1/there is no way i'd leave my kids with a childminder i didn't have a good relationship with myself
2/yes it sounds like she was acting in an unproffesional manner
3/i don't know why your complaining about paying her for 16weeks but only using her for 10weeks when that was not the minders fault sounds like sour grapes
4/as a childminder myself i find the best working partnerships are ones where we are treating each other with mutual respect - doesn't sound like there was a lot of that

in conclusion it sounds like you are better off without each other and good luck finding a fantastic new childminder - i inherited a family from another minder (who was constantly slagging off the mum) and we get on fantastically well even out of minding setting(much to old minders disbelieve!)So i really think you have to find someone you click with and treat her well & she'll surely treat you the same

Jenkeywerewolf · 28/07/2007 00:07

Yes your childminder sounds a bit crap but a good childminder can be so so important - did you visit loads of childminders? (I visited about 8). Did you bring your children so you could see how they got on with her? If you had found the right childminder you would have known straight away, it's like when you're house hunting and you walk through the door and just know it's where you're going to live. Our childminder was incredible and really became a trusted friend and member of the family.

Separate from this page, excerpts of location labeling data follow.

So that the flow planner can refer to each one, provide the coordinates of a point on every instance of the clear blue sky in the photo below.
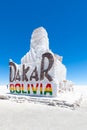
(65, 22)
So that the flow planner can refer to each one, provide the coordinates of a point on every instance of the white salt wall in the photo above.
(39, 44)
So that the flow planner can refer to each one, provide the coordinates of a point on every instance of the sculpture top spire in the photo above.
(39, 39)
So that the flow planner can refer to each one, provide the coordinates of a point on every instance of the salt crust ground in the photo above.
(31, 116)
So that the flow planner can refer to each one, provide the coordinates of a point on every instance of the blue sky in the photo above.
(65, 22)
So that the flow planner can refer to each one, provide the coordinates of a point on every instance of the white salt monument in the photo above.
(41, 72)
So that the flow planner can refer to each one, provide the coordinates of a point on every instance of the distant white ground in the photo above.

oh and by the way.. it is fairly normal for children to watch some TV, lunar Jim is not going to change the world. As with every profession you get good childminders and not so good ones but it is up to you to be certain that you have picked someone you trust and like and who is on the same 'wave-length' as you when it comes to parenting.

Jenkeywerewolf · 28/07/2007 00:10

this could be useful:
www.childcarelink.gov.uk/index.asp

edam · 28/07/2007 00:17

I think you need to research childminders very carefully. My sister managed to register as one in order to look after a friend's baby for a few months. She wasn't required to do anything much in the way of training - think the council sent someone round to check she had plug socket covers. Scary. Obviously my sister's lovely but if she wasn't, no-one would have noticed.

edam · 28/07/2007 00:18

Obviously you need to research nurseries and nannies, too, not having a go at childminders, was just shocked there seemed to be such a low starting point.

BarbieLovesKen · 28/07/2007 00:22

I think you have every right to be angry! -
This woman should be way more professional than this - I would not dare turn up to my job 15 minutes late, or neglect the duties assigned to me - this is her profession - she is being paid a good wage and should do her job properly.

I would be very annoyed about the tv thing and the nappy. I dont think it was your fault because you assumed it was a given about tv - she should have cleared it with you about your feelings regarding this.